1 Eternal recurrence involves reference - note, merely reference - to personal identity as 'The Gay Science makes clear :
The heaviest burden.? What if a demon crept after you one day or night in your
loneliest solitude and said to you: "This life, as you live it now and have lived it, you will have to live again and again, times without number; and there will nothing new in it, but every pain and every joy and every thought and every sigh and all the unspeakably small and great in your life must return to you, and every thing in the same series and sequence?and in the same way this spider and this moonlight among the trees, and in the same way this moment and I myself.

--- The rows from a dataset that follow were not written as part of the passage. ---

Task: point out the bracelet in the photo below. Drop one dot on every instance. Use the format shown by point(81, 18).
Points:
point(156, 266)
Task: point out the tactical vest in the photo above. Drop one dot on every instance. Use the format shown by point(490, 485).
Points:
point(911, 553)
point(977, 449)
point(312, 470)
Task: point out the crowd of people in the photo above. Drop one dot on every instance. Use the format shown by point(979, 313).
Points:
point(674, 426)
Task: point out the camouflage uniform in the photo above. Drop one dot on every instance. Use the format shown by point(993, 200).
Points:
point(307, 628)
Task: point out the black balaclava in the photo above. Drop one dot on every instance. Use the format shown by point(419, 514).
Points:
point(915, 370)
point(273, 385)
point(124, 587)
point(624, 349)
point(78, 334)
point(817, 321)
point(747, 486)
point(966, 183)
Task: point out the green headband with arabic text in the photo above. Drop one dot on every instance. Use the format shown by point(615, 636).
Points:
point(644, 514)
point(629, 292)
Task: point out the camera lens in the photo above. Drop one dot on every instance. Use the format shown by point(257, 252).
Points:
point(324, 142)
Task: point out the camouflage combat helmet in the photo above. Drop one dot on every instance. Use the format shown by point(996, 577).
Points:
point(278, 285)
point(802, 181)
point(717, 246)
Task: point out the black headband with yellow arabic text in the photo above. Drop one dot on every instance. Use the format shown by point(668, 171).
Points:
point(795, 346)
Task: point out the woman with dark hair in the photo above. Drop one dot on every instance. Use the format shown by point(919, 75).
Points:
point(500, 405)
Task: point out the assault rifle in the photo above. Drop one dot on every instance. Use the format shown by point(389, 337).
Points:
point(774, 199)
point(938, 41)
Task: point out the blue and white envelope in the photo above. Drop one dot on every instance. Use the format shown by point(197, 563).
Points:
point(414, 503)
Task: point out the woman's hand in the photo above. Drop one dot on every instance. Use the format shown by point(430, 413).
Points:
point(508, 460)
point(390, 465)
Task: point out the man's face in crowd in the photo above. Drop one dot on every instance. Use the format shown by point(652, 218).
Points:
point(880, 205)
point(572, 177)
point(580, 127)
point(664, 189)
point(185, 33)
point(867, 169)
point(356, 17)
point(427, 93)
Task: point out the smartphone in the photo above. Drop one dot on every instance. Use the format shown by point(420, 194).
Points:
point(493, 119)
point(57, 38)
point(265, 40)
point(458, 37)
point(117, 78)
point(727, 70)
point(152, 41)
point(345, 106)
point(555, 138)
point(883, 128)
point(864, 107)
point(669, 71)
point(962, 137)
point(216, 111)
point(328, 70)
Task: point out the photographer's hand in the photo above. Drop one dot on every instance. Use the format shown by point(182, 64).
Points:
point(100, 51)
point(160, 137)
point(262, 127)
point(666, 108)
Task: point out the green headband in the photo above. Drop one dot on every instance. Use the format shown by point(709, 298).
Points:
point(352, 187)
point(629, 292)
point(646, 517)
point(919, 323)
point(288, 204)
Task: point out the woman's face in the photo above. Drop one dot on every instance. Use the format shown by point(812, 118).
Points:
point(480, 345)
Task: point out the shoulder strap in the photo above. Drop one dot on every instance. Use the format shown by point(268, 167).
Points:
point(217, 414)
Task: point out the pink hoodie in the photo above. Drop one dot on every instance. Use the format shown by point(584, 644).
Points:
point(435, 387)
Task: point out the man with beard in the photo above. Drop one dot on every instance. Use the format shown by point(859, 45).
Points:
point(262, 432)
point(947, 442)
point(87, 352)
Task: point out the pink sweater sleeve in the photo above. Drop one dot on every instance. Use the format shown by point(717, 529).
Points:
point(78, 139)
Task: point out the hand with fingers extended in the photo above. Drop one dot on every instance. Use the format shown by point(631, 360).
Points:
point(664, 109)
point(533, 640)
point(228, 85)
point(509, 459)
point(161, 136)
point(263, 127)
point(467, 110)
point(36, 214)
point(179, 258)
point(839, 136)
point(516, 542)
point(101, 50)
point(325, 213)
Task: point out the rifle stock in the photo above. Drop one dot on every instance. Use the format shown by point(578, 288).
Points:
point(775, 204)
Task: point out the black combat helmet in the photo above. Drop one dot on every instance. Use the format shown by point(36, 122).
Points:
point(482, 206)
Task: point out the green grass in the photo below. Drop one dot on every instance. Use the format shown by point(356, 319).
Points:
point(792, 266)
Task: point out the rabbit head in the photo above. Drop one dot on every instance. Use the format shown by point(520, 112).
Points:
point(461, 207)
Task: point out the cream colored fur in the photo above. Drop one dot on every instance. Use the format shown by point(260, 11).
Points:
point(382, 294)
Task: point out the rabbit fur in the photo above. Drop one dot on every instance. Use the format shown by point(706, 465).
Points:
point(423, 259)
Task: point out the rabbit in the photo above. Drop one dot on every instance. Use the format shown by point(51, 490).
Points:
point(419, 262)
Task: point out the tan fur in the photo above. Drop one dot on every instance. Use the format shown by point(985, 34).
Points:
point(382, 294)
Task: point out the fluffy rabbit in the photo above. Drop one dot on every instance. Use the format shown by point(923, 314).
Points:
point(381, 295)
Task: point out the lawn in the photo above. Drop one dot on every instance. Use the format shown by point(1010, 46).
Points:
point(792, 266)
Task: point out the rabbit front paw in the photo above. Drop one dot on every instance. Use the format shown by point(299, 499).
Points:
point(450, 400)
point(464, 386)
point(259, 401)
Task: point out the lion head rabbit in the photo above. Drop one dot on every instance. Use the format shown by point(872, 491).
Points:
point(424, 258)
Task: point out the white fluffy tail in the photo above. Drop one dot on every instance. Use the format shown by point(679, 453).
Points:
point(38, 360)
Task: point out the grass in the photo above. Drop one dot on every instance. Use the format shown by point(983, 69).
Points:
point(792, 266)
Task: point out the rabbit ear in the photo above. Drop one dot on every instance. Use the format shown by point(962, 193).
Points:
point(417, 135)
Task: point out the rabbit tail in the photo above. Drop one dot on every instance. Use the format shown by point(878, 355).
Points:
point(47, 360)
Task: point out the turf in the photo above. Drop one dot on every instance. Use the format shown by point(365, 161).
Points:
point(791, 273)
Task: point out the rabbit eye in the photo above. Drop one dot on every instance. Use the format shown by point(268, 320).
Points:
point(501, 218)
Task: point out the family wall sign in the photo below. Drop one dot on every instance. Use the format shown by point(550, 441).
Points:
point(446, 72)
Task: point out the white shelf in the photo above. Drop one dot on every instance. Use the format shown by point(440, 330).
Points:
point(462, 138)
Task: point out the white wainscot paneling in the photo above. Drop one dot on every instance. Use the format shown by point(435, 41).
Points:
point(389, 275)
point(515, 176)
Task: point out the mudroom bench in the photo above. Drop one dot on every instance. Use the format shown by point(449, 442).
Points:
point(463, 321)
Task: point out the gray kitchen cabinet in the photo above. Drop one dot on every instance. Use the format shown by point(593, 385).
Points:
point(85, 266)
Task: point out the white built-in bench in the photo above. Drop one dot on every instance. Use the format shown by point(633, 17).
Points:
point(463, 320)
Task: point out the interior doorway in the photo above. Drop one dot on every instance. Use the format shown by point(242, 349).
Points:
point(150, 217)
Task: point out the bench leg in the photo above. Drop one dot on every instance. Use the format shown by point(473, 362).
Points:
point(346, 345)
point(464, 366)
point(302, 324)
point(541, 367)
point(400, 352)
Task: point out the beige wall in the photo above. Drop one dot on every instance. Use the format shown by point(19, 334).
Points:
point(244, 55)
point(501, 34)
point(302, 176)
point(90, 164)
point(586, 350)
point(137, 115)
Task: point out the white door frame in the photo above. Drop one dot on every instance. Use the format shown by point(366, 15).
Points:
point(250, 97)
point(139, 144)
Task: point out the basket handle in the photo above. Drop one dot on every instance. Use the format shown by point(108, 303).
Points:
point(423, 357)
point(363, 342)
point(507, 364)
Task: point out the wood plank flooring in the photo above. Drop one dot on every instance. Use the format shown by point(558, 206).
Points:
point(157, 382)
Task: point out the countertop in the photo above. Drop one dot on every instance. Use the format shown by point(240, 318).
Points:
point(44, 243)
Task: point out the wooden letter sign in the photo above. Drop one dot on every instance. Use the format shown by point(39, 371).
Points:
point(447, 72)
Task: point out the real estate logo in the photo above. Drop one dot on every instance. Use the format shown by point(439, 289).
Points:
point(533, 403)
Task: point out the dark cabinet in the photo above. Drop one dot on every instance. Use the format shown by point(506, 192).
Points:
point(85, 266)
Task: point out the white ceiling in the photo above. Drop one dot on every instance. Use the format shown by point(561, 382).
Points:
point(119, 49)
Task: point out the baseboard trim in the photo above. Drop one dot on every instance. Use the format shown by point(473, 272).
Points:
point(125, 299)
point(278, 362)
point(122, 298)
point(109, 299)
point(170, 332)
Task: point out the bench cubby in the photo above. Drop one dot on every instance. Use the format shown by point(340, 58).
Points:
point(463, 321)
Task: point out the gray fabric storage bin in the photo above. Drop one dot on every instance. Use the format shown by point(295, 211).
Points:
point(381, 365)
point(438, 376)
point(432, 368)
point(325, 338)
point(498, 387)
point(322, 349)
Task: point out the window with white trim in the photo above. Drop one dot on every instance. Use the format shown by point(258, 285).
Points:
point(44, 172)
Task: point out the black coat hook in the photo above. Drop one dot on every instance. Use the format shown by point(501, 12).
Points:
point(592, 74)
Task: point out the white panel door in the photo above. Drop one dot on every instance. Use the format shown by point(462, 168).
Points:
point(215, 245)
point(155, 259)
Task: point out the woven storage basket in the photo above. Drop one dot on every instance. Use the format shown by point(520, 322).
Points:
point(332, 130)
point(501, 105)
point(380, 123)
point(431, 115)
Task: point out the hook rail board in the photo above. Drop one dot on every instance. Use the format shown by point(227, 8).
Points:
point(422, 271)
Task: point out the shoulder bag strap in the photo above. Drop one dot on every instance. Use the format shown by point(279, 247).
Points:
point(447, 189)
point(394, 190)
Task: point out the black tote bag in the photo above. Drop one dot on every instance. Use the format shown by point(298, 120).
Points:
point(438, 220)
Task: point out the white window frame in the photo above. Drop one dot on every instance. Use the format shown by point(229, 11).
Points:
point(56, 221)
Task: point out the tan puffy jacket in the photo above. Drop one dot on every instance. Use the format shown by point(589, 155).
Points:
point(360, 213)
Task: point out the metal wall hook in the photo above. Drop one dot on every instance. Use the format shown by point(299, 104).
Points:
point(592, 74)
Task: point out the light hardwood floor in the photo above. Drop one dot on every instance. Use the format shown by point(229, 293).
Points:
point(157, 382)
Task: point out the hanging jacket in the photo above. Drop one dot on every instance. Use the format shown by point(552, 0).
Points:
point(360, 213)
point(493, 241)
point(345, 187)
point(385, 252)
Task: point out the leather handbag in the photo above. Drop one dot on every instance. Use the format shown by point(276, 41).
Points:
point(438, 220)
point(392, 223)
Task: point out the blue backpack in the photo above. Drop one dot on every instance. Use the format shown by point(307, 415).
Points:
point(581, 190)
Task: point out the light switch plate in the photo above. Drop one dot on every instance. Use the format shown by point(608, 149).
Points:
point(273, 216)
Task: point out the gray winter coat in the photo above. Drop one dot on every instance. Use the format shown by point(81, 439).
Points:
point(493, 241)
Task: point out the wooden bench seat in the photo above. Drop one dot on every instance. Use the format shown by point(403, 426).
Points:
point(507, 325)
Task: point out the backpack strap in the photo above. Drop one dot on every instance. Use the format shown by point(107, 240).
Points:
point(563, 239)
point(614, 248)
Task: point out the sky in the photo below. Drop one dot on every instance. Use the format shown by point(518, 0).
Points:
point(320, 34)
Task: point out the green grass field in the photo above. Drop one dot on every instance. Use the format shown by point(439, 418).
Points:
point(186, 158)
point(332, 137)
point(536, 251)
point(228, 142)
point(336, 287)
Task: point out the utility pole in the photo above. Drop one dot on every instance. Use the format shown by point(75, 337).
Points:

The eternal hourglass of existence will be turned again and again?and you with it, you dust of dust!"?Would you not throw yourself down and gnash your teeth and curse the demon who thus spoke? Or have you experienced a tremendous
moment in which you would have answered him: "You are a god and never did
I hear anything more divine!" If this thought gained power over you it would, as
you are now, transform and perhaps crush you; the question in all and everything "do you want this again and again, times without number?" would lie as the heaviest burden upon all your actions. Or how well disposed towards yourself and
towards life would you have to become to have no greater desire than for this ultimate eternal sanction and seal?' ('The Gay Science, tr. W. Kaufman, NY : Random House, 1974, 273-4)
2 The most natural reading yields a purely ethical interpretation, however, involving no physical recurrence of persons. On these lines, the doctrine means: 'Act as though you had to relive your life innumerable times and will relive it innumerable times' (Pierre Klossowski, 'Nietzsche and the Vicious Circle', tr. DW Smith, London : Athlone Press, 1997, 56-7). 'Act as though you have to relive' does not imply 'Act in light of the fact that you have to relive'.
3 We might also wonder how generally the ethical interpretation is to be taken. For whom is it meant ? In 'Ecce Homo' he says :
'The basic idea of the work [Zarathustra], the thought of eternal return, the highest formula of affirmation -, belongs to August of the year 1881 : it was thrown onto paper with the title '6,000 feet beyond people and time'. That day I went through the woods to the lake of Silvaplana; I stopped near Surlei by a huge, pyramidal boulder. That is where this thought came to me' (Nietzsche, 'The Anti-Christ, Ecce Homo, Twilight of the Idols', ed. A. Ridley & J. Norman, Cambridge : Cambridge University Press, 2005, 123).
The 'basic idea' occurs to a solitary individual, Nietzsche, isolated from 'people and time'. A tentative thought is that the basic idea was conceived as being for Nietzsche's sole guidance and not as a message to the world.